On ne finit jamais de découvrir Rio, aux multiples contrastes. Tantôt c'est le brouhaha de la cité, tantôt des jardins merveilleux, ou encore la forêt vierge, le gratte-ciel, ou la case du nègre, la mer ou la montagne. Chaque rue vous ménage une surprise : certaines, bruyantes et vivantes ; d'autres, désertes et calmes, au type colonial. Toutes vous font découvrir des nouveaux panoramas, des sommets de montagnes, des plages inconnues. Des tunnels, éclairés à giorno, vous conduisent sur des anses ou des baies caressées par des vagues vertes couronnées d'écume. En flânant, vous découvrez la rua do Ouvidor, bordée de magasins aux vitrines rutilantes ; chacun d'eux faisant entendre une musique discrète ou bruyante, suivant les nécessités commerciales. C'est aussi le rendez-vous du select et des jolies Brésiliennes vêtues d'éblouissantes toilettes aux couleurs vives et fraîches. C'est un vrai régal des yeux que de contempler leur beauté, leur élégance un peu osée, la souplesse de leur corps, leur vivacité spontanée ; presque toutes brunes aux yeux ardents, elles apparaissent aux regards du voyageur comme le symbole d'une nouvelle race humaine.

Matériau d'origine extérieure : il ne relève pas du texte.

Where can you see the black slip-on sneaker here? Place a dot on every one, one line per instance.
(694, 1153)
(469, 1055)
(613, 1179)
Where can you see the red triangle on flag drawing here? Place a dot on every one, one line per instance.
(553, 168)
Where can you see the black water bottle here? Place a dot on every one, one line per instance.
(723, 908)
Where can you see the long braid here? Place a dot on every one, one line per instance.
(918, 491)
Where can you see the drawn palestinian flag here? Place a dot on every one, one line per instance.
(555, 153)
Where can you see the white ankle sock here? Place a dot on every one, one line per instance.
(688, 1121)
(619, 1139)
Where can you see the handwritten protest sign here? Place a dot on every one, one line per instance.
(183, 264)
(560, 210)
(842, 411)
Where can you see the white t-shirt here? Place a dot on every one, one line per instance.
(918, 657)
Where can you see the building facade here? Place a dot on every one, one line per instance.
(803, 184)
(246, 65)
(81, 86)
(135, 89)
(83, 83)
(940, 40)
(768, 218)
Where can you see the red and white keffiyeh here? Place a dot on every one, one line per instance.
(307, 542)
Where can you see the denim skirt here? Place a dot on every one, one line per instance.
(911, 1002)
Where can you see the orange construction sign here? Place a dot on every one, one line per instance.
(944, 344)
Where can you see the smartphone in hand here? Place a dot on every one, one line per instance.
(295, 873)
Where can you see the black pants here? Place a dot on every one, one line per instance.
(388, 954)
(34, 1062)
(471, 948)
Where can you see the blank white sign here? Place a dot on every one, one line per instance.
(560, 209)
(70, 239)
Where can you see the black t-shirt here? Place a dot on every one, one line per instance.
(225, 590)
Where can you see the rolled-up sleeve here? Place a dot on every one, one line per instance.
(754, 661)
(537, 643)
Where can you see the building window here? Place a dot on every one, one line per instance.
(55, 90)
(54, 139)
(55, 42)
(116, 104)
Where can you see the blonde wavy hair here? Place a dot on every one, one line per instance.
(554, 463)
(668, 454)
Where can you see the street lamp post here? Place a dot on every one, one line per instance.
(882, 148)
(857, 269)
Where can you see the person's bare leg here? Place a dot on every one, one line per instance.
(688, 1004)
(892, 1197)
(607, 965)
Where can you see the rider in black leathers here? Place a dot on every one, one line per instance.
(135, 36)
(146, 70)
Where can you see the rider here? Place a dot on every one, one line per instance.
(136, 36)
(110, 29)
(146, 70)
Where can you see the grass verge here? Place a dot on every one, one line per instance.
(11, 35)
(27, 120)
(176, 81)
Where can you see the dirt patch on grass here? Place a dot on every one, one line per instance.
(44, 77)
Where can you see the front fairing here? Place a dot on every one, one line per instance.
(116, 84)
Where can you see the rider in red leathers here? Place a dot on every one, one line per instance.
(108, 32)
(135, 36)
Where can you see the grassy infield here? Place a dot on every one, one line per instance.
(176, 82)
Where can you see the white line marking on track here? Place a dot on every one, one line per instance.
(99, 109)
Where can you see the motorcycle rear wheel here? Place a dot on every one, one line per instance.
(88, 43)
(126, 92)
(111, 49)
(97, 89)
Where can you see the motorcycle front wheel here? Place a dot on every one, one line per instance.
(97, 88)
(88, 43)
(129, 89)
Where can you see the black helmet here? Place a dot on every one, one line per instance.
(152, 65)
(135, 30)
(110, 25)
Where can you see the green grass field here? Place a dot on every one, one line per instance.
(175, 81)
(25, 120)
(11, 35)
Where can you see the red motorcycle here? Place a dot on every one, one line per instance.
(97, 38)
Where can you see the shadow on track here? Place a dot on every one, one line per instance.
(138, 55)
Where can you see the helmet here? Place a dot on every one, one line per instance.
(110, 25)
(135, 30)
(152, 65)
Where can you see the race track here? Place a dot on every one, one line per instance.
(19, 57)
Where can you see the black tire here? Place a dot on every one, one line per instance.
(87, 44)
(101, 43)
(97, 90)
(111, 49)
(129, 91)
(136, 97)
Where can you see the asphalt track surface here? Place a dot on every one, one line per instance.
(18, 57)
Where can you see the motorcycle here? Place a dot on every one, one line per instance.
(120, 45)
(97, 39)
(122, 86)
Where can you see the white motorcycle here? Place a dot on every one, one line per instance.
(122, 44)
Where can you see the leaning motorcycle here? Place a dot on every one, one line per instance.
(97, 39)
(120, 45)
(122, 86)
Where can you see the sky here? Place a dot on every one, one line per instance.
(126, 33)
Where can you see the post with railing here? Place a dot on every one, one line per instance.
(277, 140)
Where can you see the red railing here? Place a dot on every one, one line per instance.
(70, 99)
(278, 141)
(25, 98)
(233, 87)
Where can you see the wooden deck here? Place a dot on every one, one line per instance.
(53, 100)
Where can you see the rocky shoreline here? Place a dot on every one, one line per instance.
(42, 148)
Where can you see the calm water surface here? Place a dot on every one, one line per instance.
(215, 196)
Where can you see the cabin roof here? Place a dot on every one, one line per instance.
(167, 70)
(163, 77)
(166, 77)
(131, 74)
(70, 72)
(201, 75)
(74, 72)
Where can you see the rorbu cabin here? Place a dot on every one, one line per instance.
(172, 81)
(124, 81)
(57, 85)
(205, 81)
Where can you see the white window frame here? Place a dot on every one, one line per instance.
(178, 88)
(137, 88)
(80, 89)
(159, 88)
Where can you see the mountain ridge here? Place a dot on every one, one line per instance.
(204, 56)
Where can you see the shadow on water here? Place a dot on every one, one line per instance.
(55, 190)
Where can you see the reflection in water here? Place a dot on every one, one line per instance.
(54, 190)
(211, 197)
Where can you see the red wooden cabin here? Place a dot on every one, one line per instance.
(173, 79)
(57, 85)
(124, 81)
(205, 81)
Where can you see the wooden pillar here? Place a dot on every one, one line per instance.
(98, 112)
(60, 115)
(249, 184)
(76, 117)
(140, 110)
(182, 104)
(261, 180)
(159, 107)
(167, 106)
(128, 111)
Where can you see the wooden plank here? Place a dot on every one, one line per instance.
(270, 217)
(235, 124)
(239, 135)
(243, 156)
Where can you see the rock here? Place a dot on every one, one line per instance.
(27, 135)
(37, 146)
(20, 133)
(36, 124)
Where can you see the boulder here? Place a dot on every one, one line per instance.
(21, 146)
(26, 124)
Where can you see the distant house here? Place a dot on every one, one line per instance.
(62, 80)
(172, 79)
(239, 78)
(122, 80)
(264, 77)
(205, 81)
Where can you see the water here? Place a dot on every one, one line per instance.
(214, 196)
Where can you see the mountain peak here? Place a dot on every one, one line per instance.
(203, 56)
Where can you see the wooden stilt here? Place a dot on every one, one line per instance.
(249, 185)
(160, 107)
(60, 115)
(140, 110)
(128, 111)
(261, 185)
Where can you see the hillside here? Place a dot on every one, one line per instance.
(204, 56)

Plus spectaculaire est l'avenida Rio-Branco, aux larges trottoirs bariolés de mosaïques noires imitant les ondulations de la mer, bordée de palais, de magasins de luxe, de cafés aux terrasses pleines de consommateurs, et où des groupes de jeunes gens élégants regardent passer les jolies « Côriocas » en leur adressant à chacune un compliment, qui paraissent les laisser indifférentes.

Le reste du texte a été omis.